ISPI's practitioner-led research addresses six specific public safety and security policy gaps documented in this location — gaps that continental frameworks were not designed to close.
Governance
The China Security Agreement Capacity Failure
When the Solomon Islands government signed a bilateral security agreement with China in 2022, a senior official described the negotiation to researchers candidly: the government did not have the institutional capacity to fully evaluate what it was signing. This is not a story of captured leadership. It is a story of a small island government with fewer professional analysts than a mid-size county department making a consequential decision it was not structurally equipped to evaluate. ISPI documents this mechanism — and the capacity investments that close the gap.
Law Enforcement
The Dual Loyalty Problem in RSIPF
A public letter from Royal Solomon Islands Police Force officers posted on X in May 2024 claimed that Chinese police had been transferred from Kiribati and Vanuatu to bolster PRC security for the Solomon Islands national elections — without the knowledge of the Solomon Islands government. The potential for friction within the RSIPF between officers trained by Australian and Chinese programs represents the insider threat dimension of geopolitical security competition that ISPI's research addresses directly.
Community Policing
Community Trust in Law Enforcement Post-Tensions
The 1998-2003 ethnic tensions left documented long-term damage to community trust in state law enforcement in Solomon Islands — with community-based and customary justice mechanisms consistently rated more trusted than formal police in independent research.

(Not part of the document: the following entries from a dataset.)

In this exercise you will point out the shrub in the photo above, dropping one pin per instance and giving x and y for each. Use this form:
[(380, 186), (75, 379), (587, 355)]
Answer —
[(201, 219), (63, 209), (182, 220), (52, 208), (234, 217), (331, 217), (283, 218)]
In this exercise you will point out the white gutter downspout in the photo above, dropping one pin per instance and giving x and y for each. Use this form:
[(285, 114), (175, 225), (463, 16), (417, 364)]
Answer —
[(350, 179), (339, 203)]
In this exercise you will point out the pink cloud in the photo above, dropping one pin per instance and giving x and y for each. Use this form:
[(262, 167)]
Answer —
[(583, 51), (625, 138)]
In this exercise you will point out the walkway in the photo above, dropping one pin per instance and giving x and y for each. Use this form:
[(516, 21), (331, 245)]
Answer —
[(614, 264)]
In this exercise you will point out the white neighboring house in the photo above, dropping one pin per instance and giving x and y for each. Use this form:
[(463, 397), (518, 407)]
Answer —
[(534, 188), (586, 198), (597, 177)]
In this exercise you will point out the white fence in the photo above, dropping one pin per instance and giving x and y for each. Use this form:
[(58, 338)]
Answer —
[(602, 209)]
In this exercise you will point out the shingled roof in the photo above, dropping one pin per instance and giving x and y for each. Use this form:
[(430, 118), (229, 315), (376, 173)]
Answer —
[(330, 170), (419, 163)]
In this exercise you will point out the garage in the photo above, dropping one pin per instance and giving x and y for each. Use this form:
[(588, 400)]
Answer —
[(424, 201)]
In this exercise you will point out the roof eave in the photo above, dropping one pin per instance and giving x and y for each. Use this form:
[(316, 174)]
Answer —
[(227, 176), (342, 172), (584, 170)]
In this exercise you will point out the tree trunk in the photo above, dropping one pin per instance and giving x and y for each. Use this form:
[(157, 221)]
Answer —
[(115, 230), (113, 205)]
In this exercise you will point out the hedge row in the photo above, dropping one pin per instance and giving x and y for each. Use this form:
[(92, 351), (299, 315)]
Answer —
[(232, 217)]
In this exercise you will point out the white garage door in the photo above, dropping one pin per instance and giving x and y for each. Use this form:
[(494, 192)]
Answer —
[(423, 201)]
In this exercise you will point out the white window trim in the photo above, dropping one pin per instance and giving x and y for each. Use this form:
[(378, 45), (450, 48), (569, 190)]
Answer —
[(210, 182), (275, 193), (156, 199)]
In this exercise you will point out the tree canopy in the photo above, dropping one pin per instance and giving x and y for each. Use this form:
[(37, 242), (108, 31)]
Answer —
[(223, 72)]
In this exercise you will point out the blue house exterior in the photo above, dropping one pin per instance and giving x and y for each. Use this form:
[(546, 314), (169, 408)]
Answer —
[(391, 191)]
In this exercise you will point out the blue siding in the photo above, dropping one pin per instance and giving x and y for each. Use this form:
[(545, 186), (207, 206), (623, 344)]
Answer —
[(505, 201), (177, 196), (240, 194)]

ISPI's community policing framework for island jurisdictions addresses how formal law enforcement can rebuild the community embeddedness that effectiveness requires in small island contexts.
Governance
Democratic Resilience and External Pressure
The political dynamics surrounding the 2025 Pacific Islands Forum Leaders Meeting in Honiara — where Solomon Islands' Chinese security relationship created visible tension in Pacific governance — illustrate the ongoing governance vulnerability that ISPI's democratic resilience research addresses. A government with limited analytical capacity and high dependency on bilateral security relationships faces specific institutional security risks that continental governance frameworks do not contemplate.
Emergency Management
Natural Disaster Response Capacity
Solomon Islands faces documented natural disaster vulnerability — earthquake, tsunami, and cyclone exposure — with limited emergency management capacity and heavy dependency on international response. ISPI's island emergency management framework addresses the specific self-sufficiency requirements of island governments whose acute emergency response window precedes international aid arrival.
Supply Chain
Supply Chain Vulnerability in an Island Nation
Solomon Islands' dependency on maritime shipping for food, pharmaceuticals, and essential goods creates supply chain singularity conditions that every major emergency event exposes. ISPI's supply chain security research provides the community reserve architecture and port infrastructure resilience framework applicable to Solomon Islands' specific geographic configuration.